Mixed scores in government performance tracking
The Expanded Implementation Index stood at 47/100, indicating both “a clear political will” and “a significant gap between policy decisions and actual implementation capacity.” The monitoring team examined approximately 70 major decisions over the nine-month period, revealing stark implementation realities:
- 25% fully implemented
- 45% partially implemented
- 30% undocumented due to lack of information
Key sectors show implementation disparities
The monitored decisions spanned critical sectors including:
- Security and institutional stability
- Economic and financial governance
- Natural resource management
- Institutional reforms
- Strategic diplomacy
- Social policies
Christian Moleka, a member of the monitoring team, highlighted a troubling pattern: “The most far-reaching decisions – particularly those concerning institutional, economic, and social reforms – consistently show the lowest implementation rates, while security measures progress more rapidly.”

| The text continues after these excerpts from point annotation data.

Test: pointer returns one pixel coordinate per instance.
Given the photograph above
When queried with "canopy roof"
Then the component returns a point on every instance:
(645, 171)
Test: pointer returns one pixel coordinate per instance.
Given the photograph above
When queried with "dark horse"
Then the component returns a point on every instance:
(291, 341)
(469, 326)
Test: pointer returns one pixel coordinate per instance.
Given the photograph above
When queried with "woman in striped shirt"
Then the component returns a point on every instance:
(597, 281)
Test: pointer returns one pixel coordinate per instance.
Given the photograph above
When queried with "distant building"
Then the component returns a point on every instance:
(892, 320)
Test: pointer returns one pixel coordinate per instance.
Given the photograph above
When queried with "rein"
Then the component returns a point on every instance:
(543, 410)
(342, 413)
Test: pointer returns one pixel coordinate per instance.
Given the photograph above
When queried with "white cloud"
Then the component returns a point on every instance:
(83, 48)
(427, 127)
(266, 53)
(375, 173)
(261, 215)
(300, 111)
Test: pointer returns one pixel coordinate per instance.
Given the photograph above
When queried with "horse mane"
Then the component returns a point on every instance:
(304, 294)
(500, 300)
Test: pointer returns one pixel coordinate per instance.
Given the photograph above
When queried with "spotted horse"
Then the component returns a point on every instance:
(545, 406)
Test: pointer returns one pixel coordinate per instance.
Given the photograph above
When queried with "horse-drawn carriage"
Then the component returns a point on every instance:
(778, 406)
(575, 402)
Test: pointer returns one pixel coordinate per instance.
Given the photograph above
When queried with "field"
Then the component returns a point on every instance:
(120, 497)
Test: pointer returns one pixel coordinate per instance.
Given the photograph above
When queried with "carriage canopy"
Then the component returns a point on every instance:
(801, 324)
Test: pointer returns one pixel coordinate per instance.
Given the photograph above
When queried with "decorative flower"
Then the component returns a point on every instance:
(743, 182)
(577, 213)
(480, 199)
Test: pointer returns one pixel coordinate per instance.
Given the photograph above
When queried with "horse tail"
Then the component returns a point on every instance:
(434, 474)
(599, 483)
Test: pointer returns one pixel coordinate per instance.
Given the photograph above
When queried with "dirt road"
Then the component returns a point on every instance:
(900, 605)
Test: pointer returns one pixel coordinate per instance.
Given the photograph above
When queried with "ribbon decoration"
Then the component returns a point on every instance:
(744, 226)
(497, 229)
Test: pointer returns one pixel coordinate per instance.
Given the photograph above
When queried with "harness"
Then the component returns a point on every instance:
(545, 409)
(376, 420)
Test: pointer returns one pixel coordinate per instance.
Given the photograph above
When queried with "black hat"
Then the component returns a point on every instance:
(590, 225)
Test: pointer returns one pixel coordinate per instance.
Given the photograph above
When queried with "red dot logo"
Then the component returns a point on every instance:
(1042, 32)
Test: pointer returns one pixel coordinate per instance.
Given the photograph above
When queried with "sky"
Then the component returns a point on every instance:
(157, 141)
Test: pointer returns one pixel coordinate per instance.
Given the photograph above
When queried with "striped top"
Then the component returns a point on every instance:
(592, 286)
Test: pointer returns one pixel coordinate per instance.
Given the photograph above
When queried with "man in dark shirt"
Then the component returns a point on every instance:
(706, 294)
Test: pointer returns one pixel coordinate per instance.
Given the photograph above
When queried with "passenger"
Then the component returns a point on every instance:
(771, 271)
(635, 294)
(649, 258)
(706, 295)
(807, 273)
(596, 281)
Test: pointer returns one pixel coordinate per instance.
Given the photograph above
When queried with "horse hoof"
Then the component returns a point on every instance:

New digital platform aims to improve transparency
In response to these findings, civil society organizations launched “Jua 243”, a real-time monitoring platform designed to track government actions transparently. The platform provides citizens and stakeholders with immediate access to implementation progress across different sectors.

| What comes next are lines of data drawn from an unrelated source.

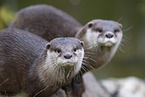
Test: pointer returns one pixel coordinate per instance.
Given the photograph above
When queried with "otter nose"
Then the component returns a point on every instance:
(67, 56)
(109, 35)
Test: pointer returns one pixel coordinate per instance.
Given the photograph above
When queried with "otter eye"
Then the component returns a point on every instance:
(116, 30)
(58, 50)
(75, 49)
(90, 25)
(99, 30)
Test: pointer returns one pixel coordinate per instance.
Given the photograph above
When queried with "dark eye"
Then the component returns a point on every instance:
(75, 49)
(58, 50)
(116, 30)
(99, 30)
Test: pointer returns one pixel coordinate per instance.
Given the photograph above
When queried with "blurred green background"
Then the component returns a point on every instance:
(130, 58)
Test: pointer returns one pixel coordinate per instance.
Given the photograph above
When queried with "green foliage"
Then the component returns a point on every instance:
(6, 16)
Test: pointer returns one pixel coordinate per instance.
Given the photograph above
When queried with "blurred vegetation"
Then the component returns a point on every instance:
(131, 13)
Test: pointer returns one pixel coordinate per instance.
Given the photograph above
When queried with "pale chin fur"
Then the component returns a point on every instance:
(52, 68)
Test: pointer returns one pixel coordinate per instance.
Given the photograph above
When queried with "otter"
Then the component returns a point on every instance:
(31, 64)
(101, 37)
(46, 21)
(49, 22)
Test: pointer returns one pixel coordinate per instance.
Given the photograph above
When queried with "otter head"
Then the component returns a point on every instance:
(64, 57)
(101, 33)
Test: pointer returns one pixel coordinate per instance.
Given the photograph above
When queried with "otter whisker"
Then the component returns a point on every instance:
(128, 28)
(43, 89)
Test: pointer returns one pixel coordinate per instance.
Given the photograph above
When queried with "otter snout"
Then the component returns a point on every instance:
(109, 35)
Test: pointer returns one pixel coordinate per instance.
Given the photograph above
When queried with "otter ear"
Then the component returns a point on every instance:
(47, 46)
(82, 43)
(90, 25)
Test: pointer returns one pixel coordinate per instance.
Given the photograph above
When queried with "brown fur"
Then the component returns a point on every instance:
(62, 24)
(21, 55)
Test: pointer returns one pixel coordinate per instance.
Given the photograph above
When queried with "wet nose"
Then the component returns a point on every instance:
(67, 56)
(109, 35)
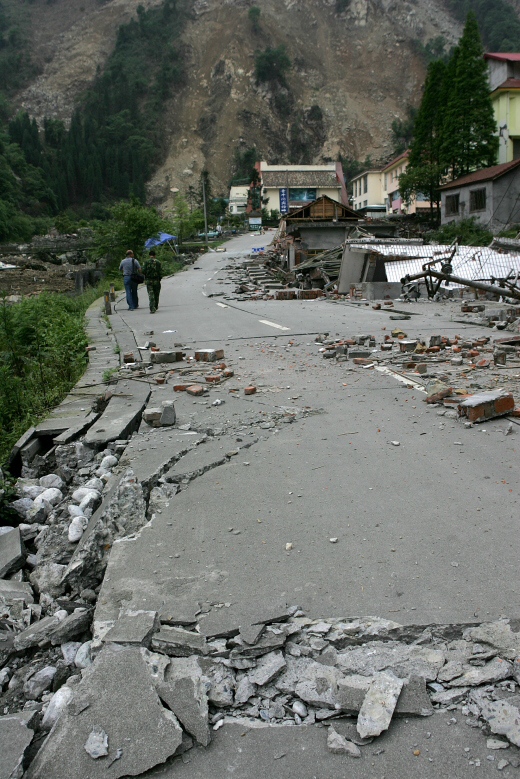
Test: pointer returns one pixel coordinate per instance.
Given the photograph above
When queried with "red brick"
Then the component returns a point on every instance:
(195, 389)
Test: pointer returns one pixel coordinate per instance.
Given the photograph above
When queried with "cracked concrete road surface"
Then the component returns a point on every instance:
(426, 531)
(231, 561)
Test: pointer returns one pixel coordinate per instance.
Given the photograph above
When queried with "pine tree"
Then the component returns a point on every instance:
(469, 128)
(425, 162)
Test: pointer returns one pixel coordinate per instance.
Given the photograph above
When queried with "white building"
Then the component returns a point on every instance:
(287, 187)
(238, 199)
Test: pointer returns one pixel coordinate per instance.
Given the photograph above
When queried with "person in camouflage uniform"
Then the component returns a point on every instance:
(152, 271)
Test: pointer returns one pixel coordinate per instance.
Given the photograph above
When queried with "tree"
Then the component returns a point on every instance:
(469, 140)
(254, 17)
(131, 224)
(425, 161)
(271, 65)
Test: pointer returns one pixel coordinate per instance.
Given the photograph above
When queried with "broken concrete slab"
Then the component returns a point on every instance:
(116, 695)
(494, 671)
(177, 642)
(503, 718)
(152, 452)
(12, 590)
(202, 458)
(134, 627)
(267, 668)
(379, 704)
(414, 699)
(187, 698)
(15, 737)
(38, 632)
(122, 415)
(339, 745)
(12, 554)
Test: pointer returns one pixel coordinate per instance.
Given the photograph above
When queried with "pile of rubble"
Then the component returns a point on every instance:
(458, 373)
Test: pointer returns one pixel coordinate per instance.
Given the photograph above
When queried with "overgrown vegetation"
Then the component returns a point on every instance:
(497, 19)
(115, 137)
(454, 130)
(469, 231)
(254, 17)
(42, 355)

Father Alain Nzadi, CEPAS Director, emphasized the study’s constructive purpose: “This isn’t about judging or celebrating public action, but rather about contributing to continuous governance improvement by providing decision-makers, partners, and citizens with analytical tools to better understand policy implementation dynamics.”
He concluded: “This approach aligns with an accountability framework where public decisions gain value when they can be tracked, evaluated, and assessed against concrete results.”